Geopolymer Alliance

The Geopolymerization Process


Geopolymers are a class of inorganic polymer formed by the reaction between an alkaline solution and an aluminosilicate source or feedstock. The hardened material has an amorphous 3-dimensional structure similar to that of an aluminosilicate glass. However unlike a glass these materials are formed at low temperature and as a result can incorporate an aggregate skeleton and a reinforcing system if required, during the forming process.


The reactants are an alkali metal hydroxide/silicate solution (often referred to as the chemical activator) and an aluminosilicate fine binder (typically with a median particle size in the range 1 micron to 30 microns). The binder or feedstock needs to have a significant proportion of the silicon and aluminium ions held in amorphous phases.

The most common activator is a mixture of water, sodium hydroxide and sodium silicate but other alkali metal systems or mixtures of different alkalis can be used, as can any waste source of concentrated alkali. The solution needs to be concentrated or the end product will be a crystalline zeolite rather than a geopolymer.

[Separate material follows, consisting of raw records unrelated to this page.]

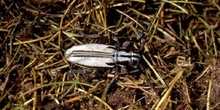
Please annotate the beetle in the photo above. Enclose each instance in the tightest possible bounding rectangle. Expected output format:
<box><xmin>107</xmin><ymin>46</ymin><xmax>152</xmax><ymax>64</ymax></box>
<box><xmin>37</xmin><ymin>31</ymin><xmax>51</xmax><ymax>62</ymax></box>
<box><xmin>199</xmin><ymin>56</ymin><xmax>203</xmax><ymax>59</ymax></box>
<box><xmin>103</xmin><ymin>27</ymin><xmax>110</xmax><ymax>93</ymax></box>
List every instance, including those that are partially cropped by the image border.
<box><xmin>64</xmin><ymin>43</ymin><xmax>140</xmax><ymax>68</ymax></box>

Commonly used binders include class F flyash, ground granulated slags or metakaolin, but any fine amorphous aluminosilicate material can be used.


As with conventional organic polymerization, the process involves forming monomers in solution then thermally triggering them to polymerize to form a solid polymer.

The geopolymerization process involves three separate but inter-related stages.

During initial mixing the alkaline solution DISSOLVES silicon and aluminium ions from the amorphous phases of the feedstock. The binder is the primary feedstock but any amorphous phases in the aggregate skeleton (stone or sand particles) will also react during this stage.

In the sol so formed, neighbouring silicon or aluminium hydroxide molecules then undergo a CONDENSATION reaction where adjacent hydroxyl ions from these near neighbours condense to form an oxygen bond linking the molecules, and a free molecule of water;     OH- + OH-  ->  O2-  + H2O

(Ref :  Hench L L, “Sol-Gel Silica. Properties, Processing and Technology Transfer”, Noyes Publications, 1998)

The “monomers” so formed in solution can be represented in 2-dimensions by;-

            - Si – O – Al – O -     (poly[silalate]),

            or,   - Si – O – Al – O – Si – O -    (poly[silalate-siloxi]),


where each oxygen bond, formed as a result of a condensation reaction, bonds the neighbouring Si or Al tetrahedra.


The application of mild heat (typically ambient or up to 90 degrees C) causes these “monomers” and other silicon and aluminium hydroxide molecules to POLY-CONDENSE or polymerize, to form rigid chains or nets of oxygen bonded tetrahedra.

Higher “curing” temperatures produce stronger geopolymers. As each hydroxyl ion in the tetrahedral is capable of condensing with one from a neighbouring molecule it is theoretically possible for any one silicon ion to be bonded via an oxygen bond to 4 neighbouring silicon or aluminium ions, so forming a very rigid polymer network. Aluminium ions in such a network require an associated alkali metal ion (usually Na) for charge balance.

Hardened Material

The resultant products are;-

  •           a rigid chain or net of geopolymer

  •           a pore solution composed of water (from the catalytic water initially incorporated in the mix recipe plus water generated as a result of the condensation reactions), excess alkali metal ions and unreacted silicon hydroxide. In the case of sodium based activators this pore solution can be considered as a weak solution of sodium metasilicate, with a pH of about 12. It forms a continuous nano or meso porosity throughout the geopolymer unless removed during poly-condensation.

The physical properties of the hardened geopolymer are influenced by the Si/Al ratio of the geopolymer network. Below a Si/Al ratio of 3:1, the resultant 3D nets are rigid, suitable as a concrete, cement or waste encapsulating medium.  As the Si/Al ratio increases above 3, the resultant geopolymer becomes less rigid and more flexible or "polymer-like".  With higher Si/Al ratios, up to 35:1, the resultant crosslinked 2D chains are more suited as an adhesive or sealant, or as an impregnating resin for forming fibre mat composites.


This concept of geopolymerization was first described by Joseph Davidovits in his numerous papers and patents on the subject (Ref:, and gave a fresh insight into this class of inorganic polymer.  Davidovits developed the notion of a geopolymer (a Si/Al inorganic polymer) to better explain these chemical processes and the resultant material properties. To do so required a major shift in perspective, away from the classical crystalline hydration chemistry of conventional cement chemistry towards that of organic chemistry. To date this shift has not been well accepted by practitioners in the field of alkali activated cements who still tend to explain such reaction chemistry in portland cement terminology.